Prenant la défense des consommateurs et des citoyens québécois (…), M. Boyer est sans équivoque : « …le maintien du prix de l’électricité à un prix inférieur à cette valeur appauvrit le Québec en favorisant une mauvaise affectation des ressources et des investissements, trompant les citoyens, freinant l’innovation… ».  Je me demande bien comment une (autre) hausse de ma facture d’électricité contribue à mon enrichissement et à l’assouplissement de mon « fardeau fiscal »!  D’un côté on exige la réduction des impôts alors que de l’autre on fait la promotion de l’approche utilisateur-payeur…  On voit le jeu!

Peut-on faire un lien entre ces nouvelles propositions et le papier que notre professeur a publié dans le quotidien Le Soleil le 29 août 2007 où il suggèrait – accompagné par l’ex-président de la Standard Life, M. Claude Garcia – de privatiser Hydro-Québec afin d’ « améliorer l’efficacité énergétique du Québec et la santé de nos finances publiques »?

Suis-je le seul à imaginer que certains espèrent une augmentation des tarifs d’électricité avant sa privatisation afin que l’opinion publique n’associe pas cette même augmentation à une conséquence de sa privatisation?  L’aristocratie désire donc que les tarifs québécois rejoignent la moyenne nord-américaine afin d’assurer la profitabilité de cette nouvelle entreprise privée?  Au profit de qui au juste?

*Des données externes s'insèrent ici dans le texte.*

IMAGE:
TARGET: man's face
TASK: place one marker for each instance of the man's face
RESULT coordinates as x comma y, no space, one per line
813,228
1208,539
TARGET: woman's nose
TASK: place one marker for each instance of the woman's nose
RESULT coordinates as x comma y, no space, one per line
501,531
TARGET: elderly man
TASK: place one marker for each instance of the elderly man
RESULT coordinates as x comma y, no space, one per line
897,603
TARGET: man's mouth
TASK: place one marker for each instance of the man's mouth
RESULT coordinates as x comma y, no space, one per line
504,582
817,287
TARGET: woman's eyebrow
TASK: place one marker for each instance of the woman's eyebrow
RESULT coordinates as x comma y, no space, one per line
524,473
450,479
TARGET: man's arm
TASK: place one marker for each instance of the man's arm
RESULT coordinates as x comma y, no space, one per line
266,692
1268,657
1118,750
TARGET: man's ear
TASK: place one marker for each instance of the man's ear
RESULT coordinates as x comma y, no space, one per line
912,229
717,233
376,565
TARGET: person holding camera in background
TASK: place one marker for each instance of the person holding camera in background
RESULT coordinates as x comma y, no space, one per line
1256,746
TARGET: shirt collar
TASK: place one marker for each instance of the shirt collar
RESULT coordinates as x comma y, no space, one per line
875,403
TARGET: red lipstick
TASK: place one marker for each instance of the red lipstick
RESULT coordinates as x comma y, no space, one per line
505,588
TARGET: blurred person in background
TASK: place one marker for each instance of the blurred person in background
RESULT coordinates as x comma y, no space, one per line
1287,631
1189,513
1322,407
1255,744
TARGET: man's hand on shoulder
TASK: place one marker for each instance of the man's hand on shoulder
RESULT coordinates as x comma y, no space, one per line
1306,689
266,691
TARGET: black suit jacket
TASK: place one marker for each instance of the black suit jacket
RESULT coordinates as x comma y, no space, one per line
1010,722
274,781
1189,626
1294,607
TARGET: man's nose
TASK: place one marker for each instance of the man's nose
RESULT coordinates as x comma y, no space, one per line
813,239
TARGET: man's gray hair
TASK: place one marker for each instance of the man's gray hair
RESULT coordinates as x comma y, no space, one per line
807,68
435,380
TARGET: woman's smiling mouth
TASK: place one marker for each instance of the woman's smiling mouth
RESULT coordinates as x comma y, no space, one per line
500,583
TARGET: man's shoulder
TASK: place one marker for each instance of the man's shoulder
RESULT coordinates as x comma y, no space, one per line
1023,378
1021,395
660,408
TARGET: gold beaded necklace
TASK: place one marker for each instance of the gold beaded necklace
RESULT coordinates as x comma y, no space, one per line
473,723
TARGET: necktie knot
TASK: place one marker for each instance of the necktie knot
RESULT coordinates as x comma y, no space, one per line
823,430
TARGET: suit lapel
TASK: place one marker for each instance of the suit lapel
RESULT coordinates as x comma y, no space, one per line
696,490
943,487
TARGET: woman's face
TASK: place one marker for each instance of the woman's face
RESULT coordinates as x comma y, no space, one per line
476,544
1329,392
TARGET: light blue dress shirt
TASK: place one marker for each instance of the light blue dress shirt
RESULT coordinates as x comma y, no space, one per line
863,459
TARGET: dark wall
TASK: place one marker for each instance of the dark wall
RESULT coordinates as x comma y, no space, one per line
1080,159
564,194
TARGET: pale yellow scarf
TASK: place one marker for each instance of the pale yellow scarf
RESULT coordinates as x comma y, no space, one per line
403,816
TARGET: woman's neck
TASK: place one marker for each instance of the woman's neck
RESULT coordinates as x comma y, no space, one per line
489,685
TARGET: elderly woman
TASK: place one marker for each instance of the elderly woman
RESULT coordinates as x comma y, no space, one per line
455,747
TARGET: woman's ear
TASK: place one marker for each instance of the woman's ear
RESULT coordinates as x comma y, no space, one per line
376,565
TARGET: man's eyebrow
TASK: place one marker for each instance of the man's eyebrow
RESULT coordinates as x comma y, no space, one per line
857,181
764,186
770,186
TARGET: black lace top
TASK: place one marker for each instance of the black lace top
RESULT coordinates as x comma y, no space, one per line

Est-il nécessaire de rappeler encore une fois que M. Boyer travaille sous la direction de Mme Hélène Desmarais, fille belle-fille de Paul, grand manitou de Power Corporation?  Que les deux journaux qui publient ses papiers sont la propriété de Gesca, filiale à 100% de Power Corporation?  Doit-on inclure dans la synergie de cette propagande que Power Corporation est un actionnaire important de Suez Energy North America qui se positionne comme un « fournisseur agréé de distribution d’électricité et de services connexes pour les clients commerciaux et industriels des Etats-Unis »?

Y’a pas que Laliberté et ses nouveaux partenaires de Dubai qui sont habiles dans l’art du cirque, trouvez-pas?